“You’ve got to spend money to make money,” is a common saying, but “spend money now to claim tax breaks in April,” could be the mantra of some taxpayers this holiday season. The expiration of popular tax breaks might have some taxpayers making spring tuition payments and January house payments in December.
Tax breaks claimed by millions of students, teachers, homeowners and others for billions of dollars annually are set to expire Dec. 31. There is no guarantee that these tax breaks – which have been extended up to four times over the past seven years – will exist beyond tax year 2013. These are three of the more popular tax breaks set to expire:
· Tuition and fees deduction – in 2010, more than 2 million taxpayers claimed the tuition and fees deduction, resulting in a combined savings of $4.36 billion
· State and local sales tax deduction – in 2010, more than $16.4 billion was claimed by taxpayers who deducted state and local general sales taxes in lieu of state and local income taxes
o 57 million taxpayers reside in states with no individual income tax
· Deducting qualified mortgage insurance premiums as home residence interest – in 2010, 4.19 million taxpayers deducted $5.6 billion in mortgage insurance premiums.

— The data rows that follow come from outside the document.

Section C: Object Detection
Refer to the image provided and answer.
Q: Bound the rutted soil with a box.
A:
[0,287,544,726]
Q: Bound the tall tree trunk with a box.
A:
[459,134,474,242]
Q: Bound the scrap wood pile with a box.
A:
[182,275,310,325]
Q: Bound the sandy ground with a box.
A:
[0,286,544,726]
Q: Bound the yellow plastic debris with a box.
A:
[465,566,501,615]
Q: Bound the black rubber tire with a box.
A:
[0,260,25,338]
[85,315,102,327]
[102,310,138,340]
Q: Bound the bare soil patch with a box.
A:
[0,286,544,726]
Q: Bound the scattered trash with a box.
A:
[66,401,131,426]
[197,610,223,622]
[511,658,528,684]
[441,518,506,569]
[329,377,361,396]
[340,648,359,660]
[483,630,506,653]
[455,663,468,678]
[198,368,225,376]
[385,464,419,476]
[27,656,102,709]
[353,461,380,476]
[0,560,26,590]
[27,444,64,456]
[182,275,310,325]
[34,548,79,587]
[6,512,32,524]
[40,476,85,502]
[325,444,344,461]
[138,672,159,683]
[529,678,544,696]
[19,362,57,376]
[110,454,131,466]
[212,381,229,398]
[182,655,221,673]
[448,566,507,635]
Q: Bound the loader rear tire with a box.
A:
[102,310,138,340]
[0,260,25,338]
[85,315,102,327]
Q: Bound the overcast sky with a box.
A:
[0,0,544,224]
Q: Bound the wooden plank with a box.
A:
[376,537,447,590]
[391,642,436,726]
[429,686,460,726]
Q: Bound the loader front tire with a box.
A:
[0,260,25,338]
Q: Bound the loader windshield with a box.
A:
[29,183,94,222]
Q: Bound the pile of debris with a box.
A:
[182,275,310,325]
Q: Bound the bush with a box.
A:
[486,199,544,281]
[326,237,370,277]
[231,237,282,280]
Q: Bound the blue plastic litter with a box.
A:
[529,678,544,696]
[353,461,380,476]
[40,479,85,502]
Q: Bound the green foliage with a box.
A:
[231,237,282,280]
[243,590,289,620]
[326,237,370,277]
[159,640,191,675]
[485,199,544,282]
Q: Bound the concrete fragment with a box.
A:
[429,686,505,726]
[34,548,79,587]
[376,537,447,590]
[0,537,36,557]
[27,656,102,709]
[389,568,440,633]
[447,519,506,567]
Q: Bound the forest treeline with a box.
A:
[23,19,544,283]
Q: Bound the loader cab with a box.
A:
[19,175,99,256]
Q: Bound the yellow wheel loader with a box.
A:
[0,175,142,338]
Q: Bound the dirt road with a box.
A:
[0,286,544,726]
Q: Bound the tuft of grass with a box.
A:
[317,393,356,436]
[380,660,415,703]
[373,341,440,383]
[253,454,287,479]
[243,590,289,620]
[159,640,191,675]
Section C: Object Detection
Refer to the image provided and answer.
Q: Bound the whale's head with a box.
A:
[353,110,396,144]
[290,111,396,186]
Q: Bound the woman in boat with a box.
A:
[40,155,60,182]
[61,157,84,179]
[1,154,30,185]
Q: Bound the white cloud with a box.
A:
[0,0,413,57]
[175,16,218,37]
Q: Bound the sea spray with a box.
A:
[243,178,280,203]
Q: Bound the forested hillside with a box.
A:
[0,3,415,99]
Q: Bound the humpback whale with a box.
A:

Among the other tax breaks set to expire are the $250 educator expense deduction and the credit for certain energy-efficient home improvements. Taxpayers should consider evaluating their W-4 withholding and making quarterly estimated payments as needed to prepare for the loss of these tax breaks. Filing an amended return also is an option for taxpayers who were eligible for these tax breaks in 2010, 2011 and 2012, but didn’t claim them.